We affirm the Marriage statements as expressed in chapter 25 of the 1689 Baptist Confession of Faith. To these excellent affirmations of marriage as a lifelong covenant, we adopt the following two exceptions drawn from the Westminster Confession of Faith, chapter 24, paragraphs 5 and 6.

  1. In the case of adultery in marriage, it is lawful for the innocent party to seek a divorce and after the divorce to remarry just as if the offending party were dead (Matt 5:31-32; 19:9; Rom 7:2-3).
  2. Although the corruption of mankind is such that people are apt to seek arguments to justify unwarranted separation of those whom God has joined together in marriage, nothing but adultery or such willful desertion as cannot be remedied by the church or the civil authorities is sufficient cause to dissolve the bond of marriage (Matt 19:8-9; 1 Cor 7:15; Matt 19:6). In such cases a public and orderly procedure is to be observed, and the persons concerned are not to be left to their own wills and discretion in their own case (Deut 24:1-4).

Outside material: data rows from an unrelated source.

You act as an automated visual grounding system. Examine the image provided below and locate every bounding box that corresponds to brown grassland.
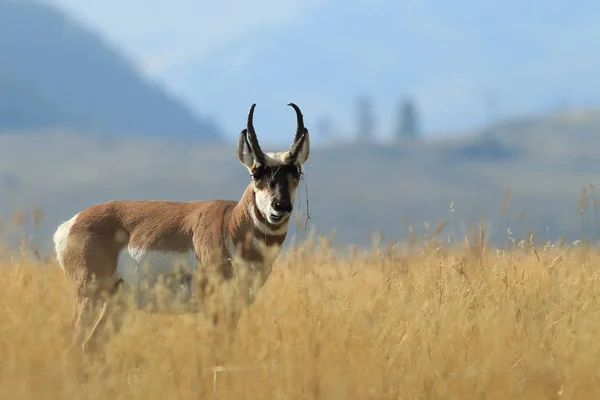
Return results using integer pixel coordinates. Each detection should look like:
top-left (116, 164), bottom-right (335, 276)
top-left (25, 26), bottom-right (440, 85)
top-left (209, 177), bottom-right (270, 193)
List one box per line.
top-left (0, 219), bottom-right (600, 400)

  3. Complementarian Implications
  4. We affirm that the Scripture reveals a pattern of complementary order between men and women, and that this order is itself a testimony to the Gospel, even as it is the gift of our Creator and Redeemer. We also affirm that all Christians are called to service within the body of Christ, and that God has given to both men and women important and strategic roles within the home, the Church, and the society. We further affirm that the teaching office of the Church is assigned only to those men who are called of God in fulfillment of the biblical teachings and that men are to lead in their homes as husbands and fathers who fear and love God (Gen 1:26-27, 2:18; Eph 5:21-33; 1 Tim 2:11-15; Titus 2:3-5).
  5. We deny that the distinction of roles between men and women revealed in the Bible is evidence of mere cultural conditioning or a manifestation of male oppression or prejudice against women. We also deny that this biblical distinction of roles excludes women from meaningful ministry in Christ’s kingdom. Biblical clarity on these important gender issues is crucial for this church to faithfully preserve its witness to the Gospel (Rom 16:1; 1Cor 11:7-9; Gal 3:28; Eph 5:25; Col 3:18-21; 1 Tim 3:1-13; 1 Pet 3:1-7).

*Note concerning grammatical conventions: For readability, in numerous cases, the masculine pronouns he/his are used to refer to individuals in general.